Goethe and Saint-Simon

Saint-Simon, from painting by
Adelaide Labille-Guyard
Goethe always turns up in surprising conjunctions, for instance, meeting with Aaron Burr, on which I posted not too long ago. His interest in Saint-Simonianism is not unknown, though it is a small area of Goethe research. Henri de Rouvroy, comte de Saint-Simon, was the early socialist theorist praised in a somewhat backhanded way by Engels in "Socialism: Utopian and Scientific" in Anti-Dühring. He died in 1825, but his disciples, the Saint-Simonists, quickly spread their version of the master's ideas. It was in particular through the transmission of these ideas in Le Globe, of which Goethe was a subscriber, that he learned of the new doctrine. (By the way, Saint-Simon fought in the American Revolutionary war.)

In The Saint-Simonian Religion in Germany, the prolific E.M. Butler wrote about the sympathizers of the movement in Germany, including the Varnhagens, Heine, and several "Young Germany" writers. It is marvelous to witness Goethe, during the last years of his life, from 1829 to 1832, engaging with this new social manifestation. Saint-Simonism was a young man's movement, his followers having included young men who turned out to be up-and-coming. First among them was Auguste Comte, who later betrayed the master. According to Butler, France suffered at the beginning of the 19th century from "great spiritual depression. ... The fierce joy of those who had slain the giants of oppression and superstition [i.e., the French revolutionaries] could not warm the hearts of their sons."

Barthelmy Prospher Enfantin,
follower of Saint-Simon
Johannes John wrote the entry on "Saint-Simonismus" in the Goethe-Handbuch. According to John, it was the July 1830 revolution in France that was the source of Goethe's interest. Goethe also heard from Carlyle shortly thereafter (August 31, 1830), who reported having obtained some Saint-Simonist writings from Paris. Goethe had several objections to their doctrines, in particular what John calls their centralizing and dirigiste plans for restructuring social and economic relations. He voiced another objection to Frederic Soret: "Je ne sais pas pourquoi on veut sacrifier l'intérêt des individues à celui des masses. ... Ainsi, dire que chacun doit se sacrifier au bien de tous me paraît un faux principle; chacun doit se sacrifier à sa propre conviction." This sounds like Marx avant la lettre, but it was a common notion among utopian thinkers in pre-Revolutionary France, which indicates that Goethe may have been familiar, e.g., with Morelly's Code de la Nature (1755).

What he most objected to was the wishful thinking, amounting to presumption, of the Saint-Simonians. As he wrote to Zelter in May of 1831: they seem like bright people, they understand the shortcomings of our time, they know how to present what is desired. "But they fail in how they presume to eliminate the present terrible state of affairs and bring about the desired goal.
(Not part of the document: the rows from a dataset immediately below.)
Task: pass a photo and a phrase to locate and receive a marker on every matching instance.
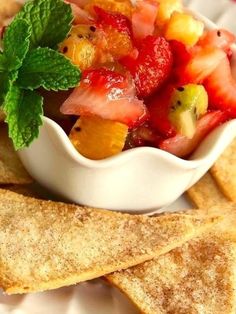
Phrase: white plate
(96, 297)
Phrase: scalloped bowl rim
(135, 152)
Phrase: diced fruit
(83, 31)
(96, 138)
(184, 28)
(219, 38)
(159, 109)
(116, 20)
(118, 33)
(188, 103)
(181, 146)
(121, 6)
(201, 65)
(118, 44)
(165, 10)
(142, 136)
(80, 51)
(143, 18)
(107, 94)
(180, 52)
(153, 65)
(80, 16)
(221, 88)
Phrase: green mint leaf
(47, 68)
(16, 43)
(24, 115)
(50, 21)
(6, 80)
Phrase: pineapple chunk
(122, 6)
(184, 28)
(166, 8)
(96, 138)
(80, 51)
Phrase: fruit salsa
(151, 75)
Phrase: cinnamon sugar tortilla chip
(224, 172)
(29, 190)
(11, 169)
(205, 193)
(46, 245)
(198, 277)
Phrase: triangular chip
(11, 169)
(205, 193)
(46, 245)
(224, 172)
(199, 277)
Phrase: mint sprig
(24, 110)
(16, 43)
(28, 62)
(49, 69)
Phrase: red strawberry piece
(181, 146)
(219, 38)
(114, 19)
(202, 63)
(159, 109)
(180, 52)
(153, 65)
(107, 94)
(144, 18)
(221, 88)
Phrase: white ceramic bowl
(140, 180)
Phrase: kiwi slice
(188, 104)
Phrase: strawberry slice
(114, 19)
(202, 63)
(107, 94)
(153, 65)
(181, 146)
(219, 38)
(159, 109)
(221, 88)
(144, 18)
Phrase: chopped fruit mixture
(151, 75)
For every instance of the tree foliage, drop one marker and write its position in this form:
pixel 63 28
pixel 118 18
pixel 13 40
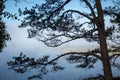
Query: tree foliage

The fools imagine they are able to manipulate Providence and assure everyone that he will be rewarded according to his merits if he joins them with body and soul" (summarized translation).

At the same time, Goethe felt sympathy for the Saint-Simonian analysis of contemporary social relations, e.g., excessive competition, the exploitation and impoverishment of the working population, the workers' increasing social "declassification," and the overriding role to be played in the future by technology and industrialization.

This is getting too long-winded for today. I hope to add more on this subject in my next posting.